Disney is removing “Fox” from the name of its 20 Century Fox film division, continuing a process of subsuming the company it bought last year for $71 billion.

The unit has been renamed 20th Century Studios, while the iconic 20th Century Fox logo will no longer contain the word “Fox."

Meanwhile, Fox Searchlight, the prestige unit behind films such as 2020 Oscar best-picture nominee “Jojo Rabbit” and past winners “Slumdog Millionaire” and “12 Years a Slave,” is being rebranded as Searchlight Pictures.

The two Fox-branded TV studios that Disney bought in last year’s deal, Twentieth Century Fox Television and Fox 21 Television Studios, will retain their Fox names, at least for now.

The news was first reported by Variety.

The move further separates, at least in the public eye, Disney and Rupert Murdoch’s new Fox Corporation, which counts the Fox Broadcasting Network and Fox News among its core assets.

Disney and Fox spokespeople did not immediately comment.

The move was not unexpected. While Disney has in the past maintained much of the branding of acquired companies such as Marvel and Pixar, Fox has long been in a different category. The other companies’ staffs remained largely intact, but Disney began letting go of hundreds of Fox film employees last year.

Disney at the time also unexpectedly fired Elizabeth Gabler, who had been running the Fox 2000 label; many had expected the division to continue under Disney.

Twentieth Century Fox is one of Hollywood’s most historic names and brands. The studio, itself formed by a merger in the 1930s, released some of the biggest classics in movie history, including “The Sound of Music,” “The French Connection” and “Avatar.” The sight of its logo along with its memorable theme music provided the rare studio brand that carried weight with ordinary consumers.

With the decision, Disney has signaled its intention to dissociate itself from Fox as Fox News remains a polarizing force. Disney has sought to stay above the culture-wars fray and appeal to families across the ideological spectrum, not always successfully.

The dissociation from Fox also helps to disentangle Disney from Murdoch — at least publicly.

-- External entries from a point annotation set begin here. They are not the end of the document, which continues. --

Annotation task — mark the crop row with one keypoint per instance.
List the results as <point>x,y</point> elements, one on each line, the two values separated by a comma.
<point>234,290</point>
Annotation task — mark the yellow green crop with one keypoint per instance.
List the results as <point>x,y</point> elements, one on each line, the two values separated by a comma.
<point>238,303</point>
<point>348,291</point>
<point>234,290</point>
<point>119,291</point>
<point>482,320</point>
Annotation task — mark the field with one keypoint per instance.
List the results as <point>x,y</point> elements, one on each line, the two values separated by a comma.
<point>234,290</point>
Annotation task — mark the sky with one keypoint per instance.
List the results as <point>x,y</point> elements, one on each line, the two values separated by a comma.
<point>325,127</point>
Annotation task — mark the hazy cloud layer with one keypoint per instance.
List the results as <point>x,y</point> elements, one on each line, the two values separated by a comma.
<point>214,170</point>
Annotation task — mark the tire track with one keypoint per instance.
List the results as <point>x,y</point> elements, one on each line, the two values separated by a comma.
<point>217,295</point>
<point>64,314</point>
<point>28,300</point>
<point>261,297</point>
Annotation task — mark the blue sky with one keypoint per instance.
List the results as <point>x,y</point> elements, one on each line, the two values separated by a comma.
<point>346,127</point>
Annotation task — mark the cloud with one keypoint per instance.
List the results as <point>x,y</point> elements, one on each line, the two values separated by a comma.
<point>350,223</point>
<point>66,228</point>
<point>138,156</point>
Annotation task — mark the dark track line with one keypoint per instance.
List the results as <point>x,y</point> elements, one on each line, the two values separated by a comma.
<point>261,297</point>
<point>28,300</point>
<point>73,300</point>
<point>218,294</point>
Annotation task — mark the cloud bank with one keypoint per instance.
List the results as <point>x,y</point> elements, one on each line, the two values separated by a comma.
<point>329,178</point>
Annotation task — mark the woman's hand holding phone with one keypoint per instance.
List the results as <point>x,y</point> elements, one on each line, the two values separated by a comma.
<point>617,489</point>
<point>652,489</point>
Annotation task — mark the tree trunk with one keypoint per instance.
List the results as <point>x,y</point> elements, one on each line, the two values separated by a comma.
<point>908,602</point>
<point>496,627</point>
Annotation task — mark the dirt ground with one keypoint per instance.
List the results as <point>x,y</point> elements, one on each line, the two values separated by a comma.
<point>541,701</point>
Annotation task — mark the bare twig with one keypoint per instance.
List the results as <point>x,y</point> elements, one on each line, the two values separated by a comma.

Murdoch still holds as much as $10 billion in Disney shares.

Branding is only part of the issue for Disney and its Fox acquisition. The entertainment giant has struggled with movies it bought from Twentieth Century Fox, with “Dark Phoenix,” “Stuber” and several others underperforming in the past year. Only “Ford v Ferrari” has been an exception. The Matt Damon-Christian Bale auto-racing movie has grossed more than $200 million worldwide and has been nominated for a best-picture Oscar.

Disney chief executive Bob Iger last summer blamed Fox movies for the company’s poor quarterly results. At the time he also was seeking a “new direction” and an attempt to “turn around” the unit under Disney studio chiefs Alan Horn and Alan Bergman.

The box office trend has continued into 2020, with the deep-sea horror movie “Underwater” opening to just $7 million last weekend.